Weight closer values more significantly.

Possibly use some kind of exponential distribution?

Capture test images/videos of typical/challenging detection scenarios.

Use any old camera to capture images and videos of traffic lights/stop signs/faces/vehicles in easy conditions, as well as the following:

Night
Rainy
Snowing
High glare
Complex background

Downscale the images to anywhere between 640480 and 19201080, and following a consistent naming/numbering convention.

Implement ParseConfig class to load/save parameters from/to .INI file.

Could use XML or simpler [NAME]=data format.
INI file should have same name as program ("BlindAid.ini"), and be loaded from the executable's folder.

Optional (very useful):
Auto-generate template config file with default values.
Error checking/recovery in case file is corrupt/missing.

Implement StopSign detection using OpenCV

Tools available:

SimpleBlobDetector
FindContours/approximatePolyDP
HoughLines
Canny edge detection
And especially cvtColor to convert the image to HSV (hue, saturation, value) color space. That way you can threshold on the color wheel and easily extract red regions.

From that point on it will be a question of using clever ways to filter out garbage regions, limit size/aspect ratio/concavity, maybe count the number of vertexes (should be 8), or even search within the potential region with OCR/stringReader for the string "STOP".

Fix Persistence of Parameters when Running Multiple Modes without Restarting.

Currently, using the menu system manual configuration, if one mode is selected, the customized parameters persist and are inherited by the next selected mode.

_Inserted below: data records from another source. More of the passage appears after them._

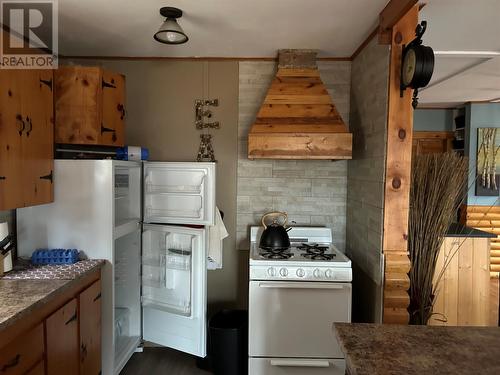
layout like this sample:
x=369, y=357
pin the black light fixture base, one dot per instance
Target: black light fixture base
x=171, y=12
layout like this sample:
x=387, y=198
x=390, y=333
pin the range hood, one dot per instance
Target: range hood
x=298, y=119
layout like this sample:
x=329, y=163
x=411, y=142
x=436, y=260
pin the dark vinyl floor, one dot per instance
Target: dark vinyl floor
x=162, y=361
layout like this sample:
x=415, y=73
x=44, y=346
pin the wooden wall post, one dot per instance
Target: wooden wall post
x=398, y=174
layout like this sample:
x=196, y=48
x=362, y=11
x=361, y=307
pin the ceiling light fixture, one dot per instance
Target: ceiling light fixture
x=170, y=31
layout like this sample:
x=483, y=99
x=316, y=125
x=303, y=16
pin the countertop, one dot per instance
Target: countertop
x=459, y=230
x=403, y=349
x=23, y=291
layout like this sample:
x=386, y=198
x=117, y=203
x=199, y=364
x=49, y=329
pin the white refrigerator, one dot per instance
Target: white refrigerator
x=154, y=281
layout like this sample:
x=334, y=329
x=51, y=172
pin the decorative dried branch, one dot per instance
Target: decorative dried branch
x=437, y=188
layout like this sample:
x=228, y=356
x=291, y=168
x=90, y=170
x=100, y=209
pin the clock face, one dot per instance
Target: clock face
x=409, y=64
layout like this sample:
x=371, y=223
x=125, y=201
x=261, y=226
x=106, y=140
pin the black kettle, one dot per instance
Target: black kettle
x=275, y=236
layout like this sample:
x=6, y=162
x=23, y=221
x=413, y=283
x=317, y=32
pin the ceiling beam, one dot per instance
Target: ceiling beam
x=393, y=12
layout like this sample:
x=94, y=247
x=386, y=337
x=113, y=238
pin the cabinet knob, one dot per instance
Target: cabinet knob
x=72, y=319
x=109, y=130
x=107, y=84
x=28, y=121
x=21, y=123
x=49, y=176
x=47, y=82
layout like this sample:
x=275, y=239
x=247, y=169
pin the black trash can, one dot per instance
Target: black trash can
x=228, y=334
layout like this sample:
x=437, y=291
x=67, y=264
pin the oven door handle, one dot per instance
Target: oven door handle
x=299, y=285
x=299, y=363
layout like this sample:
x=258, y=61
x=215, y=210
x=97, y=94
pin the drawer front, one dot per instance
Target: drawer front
x=22, y=353
x=39, y=369
x=62, y=340
x=295, y=366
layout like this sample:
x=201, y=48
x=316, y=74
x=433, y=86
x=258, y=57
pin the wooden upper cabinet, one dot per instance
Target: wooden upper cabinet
x=89, y=106
x=90, y=330
x=38, y=138
x=26, y=138
x=62, y=340
x=113, y=108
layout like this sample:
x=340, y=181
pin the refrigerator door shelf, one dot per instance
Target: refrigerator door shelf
x=179, y=193
x=174, y=295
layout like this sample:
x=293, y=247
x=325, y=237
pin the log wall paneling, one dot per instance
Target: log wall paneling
x=431, y=142
x=463, y=295
x=397, y=185
x=487, y=219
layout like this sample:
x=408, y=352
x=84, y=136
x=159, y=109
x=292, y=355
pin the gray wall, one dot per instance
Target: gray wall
x=311, y=192
x=366, y=179
x=478, y=115
x=437, y=120
x=8, y=216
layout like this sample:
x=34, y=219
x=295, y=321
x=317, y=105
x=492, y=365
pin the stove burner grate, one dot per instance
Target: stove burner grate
x=275, y=254
x=315, y=252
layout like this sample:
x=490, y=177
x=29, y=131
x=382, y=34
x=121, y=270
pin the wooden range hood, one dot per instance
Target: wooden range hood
x=298, y=119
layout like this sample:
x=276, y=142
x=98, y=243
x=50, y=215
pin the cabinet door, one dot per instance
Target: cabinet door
x=113, y=109
x=179, y=193
x=39, y=369
x=62, y=340
x=78, y=105
x=22, y=353
x=11, y=127
x=90, y=330
x=174, y=287
x=38, y=137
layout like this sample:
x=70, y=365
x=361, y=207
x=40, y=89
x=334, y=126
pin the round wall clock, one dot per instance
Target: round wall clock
x=417, y=64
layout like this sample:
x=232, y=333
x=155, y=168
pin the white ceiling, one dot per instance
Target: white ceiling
x=469, y=33
x=216, y=28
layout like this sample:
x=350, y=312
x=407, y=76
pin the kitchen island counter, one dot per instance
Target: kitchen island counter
x=403, y=349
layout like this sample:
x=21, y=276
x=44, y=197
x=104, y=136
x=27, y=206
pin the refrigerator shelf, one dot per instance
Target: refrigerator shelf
x=179, y=308
x=124, y=227
x=163, y=213
x=174, y=189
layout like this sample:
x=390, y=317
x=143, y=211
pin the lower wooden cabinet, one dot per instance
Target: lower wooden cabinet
x=55, y=339
x=90, y=330
x=23, y=352
x=62, y=340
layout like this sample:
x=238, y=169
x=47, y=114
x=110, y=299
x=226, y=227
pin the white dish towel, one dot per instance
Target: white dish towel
x=216, y=234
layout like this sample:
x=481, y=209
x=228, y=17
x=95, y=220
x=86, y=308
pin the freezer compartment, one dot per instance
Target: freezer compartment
x=295, y=366
x=161, y=208
x=127, y=194
x=179, y=193
x=168, y=180
x=166, y=271
x=294, y=319
x=127, y=308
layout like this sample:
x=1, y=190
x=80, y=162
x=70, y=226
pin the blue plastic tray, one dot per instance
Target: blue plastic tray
x=55, y=256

This requires a program restart to obtain causal, expected behavior.

Using either a new Parameters class (to set it back to default), or some kind of reset function... parameters should be fresh for each mode without requiring a restart.

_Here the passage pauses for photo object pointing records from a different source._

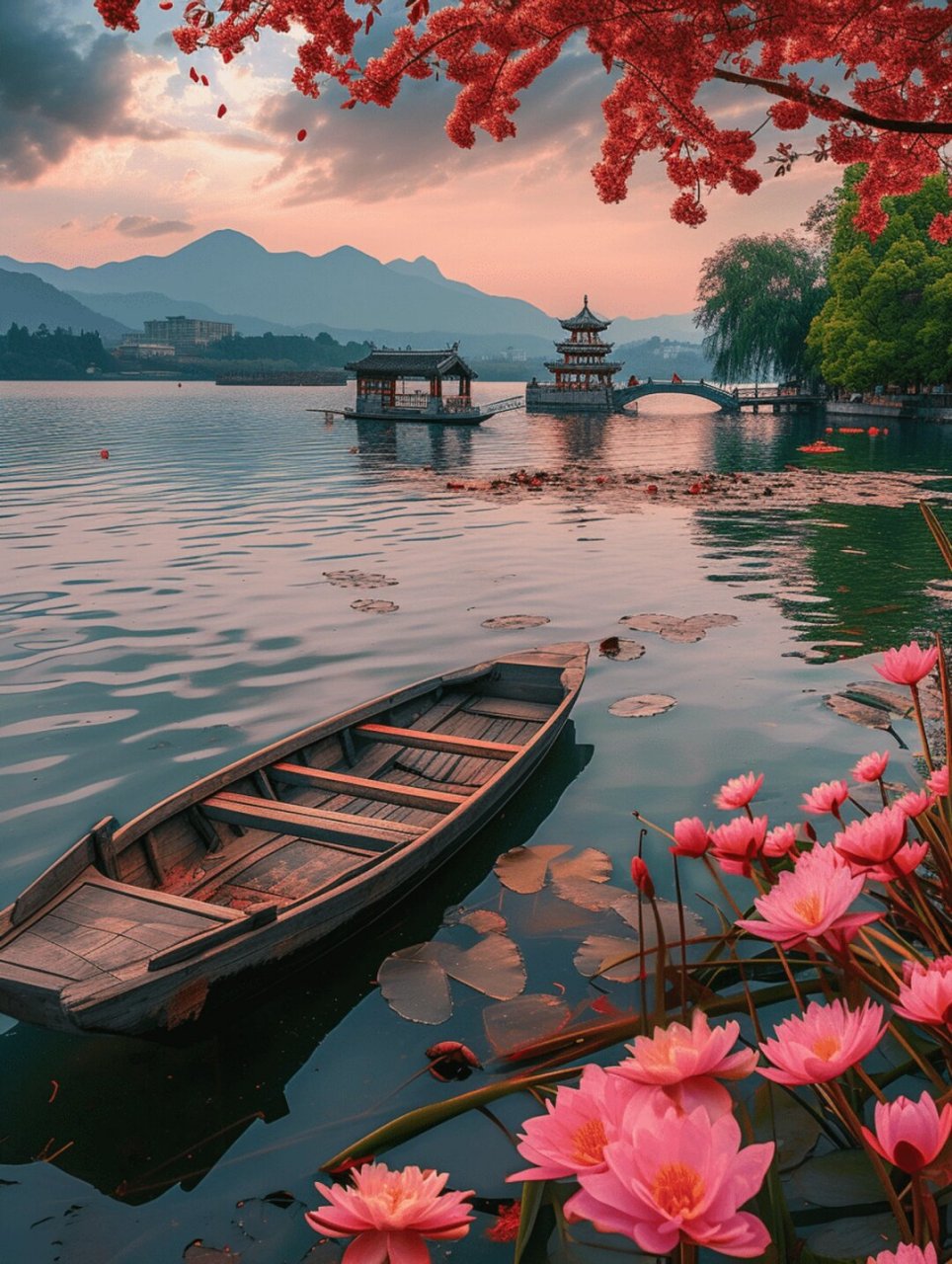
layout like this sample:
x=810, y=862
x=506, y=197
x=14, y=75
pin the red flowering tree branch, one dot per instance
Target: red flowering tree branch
x=892, y=59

Convert Capture/Control Module Base Classes to Factory Pattern.

Currently an if statement is needed to check mode parameter and construct either simulation or realtime derived classes in runtime accordingly. The base class must have a function that returns either Simulate or ModuleCapture based on its internal Mode parameter.

The goal is to eliminate the need for a logical switch in the Core Module.

Implement Consecutive Counter for Vision Detections.

In order to decrease the number of false positives, we rely on the following three principles:

A valid detection will appear consistently in consecutive frames (unless conditions are very bad).
A valid detection will move very little in the frame between successive frames (unless subject moves very quickly).
A valid detection will not grow or shrink significantly in size.

We can thus implement a counter that "silently" tracks the number of consecutive frames in which a particular detection is made, and only trigger a warning once said counter reaches a threshold (e.g. 10 frames ~= 1 second).

The tracking mechanism must thus be spatially and size aware. The challenge is that the number of detections will change frame by frame, and so an algorithm to match closest detections together is needed (i.e. the vector of detections will not be in the same order, and so detection #x could be associated with #y in the next frame).

This may not be needed if we use deep learning, AND it is sufficiently accurate. However with the high number of frames and low quality the video will produce, even a very high success rate will still lead to a significant number of false detection (ex. 10fps with 95% -> 1 false positive every 2 seconds!!!).

Decide on and Implement Functionality of 6th Vibrator.

Most likely will be used to alert user of traffic light in the frame.

Write new function that reads traffic light results, determines if there is a red light in the frame, and modulates 6th vibrator signal accordingly.
Also need new parameter to enable or disable this functionality, possibly to repurpose it to another use.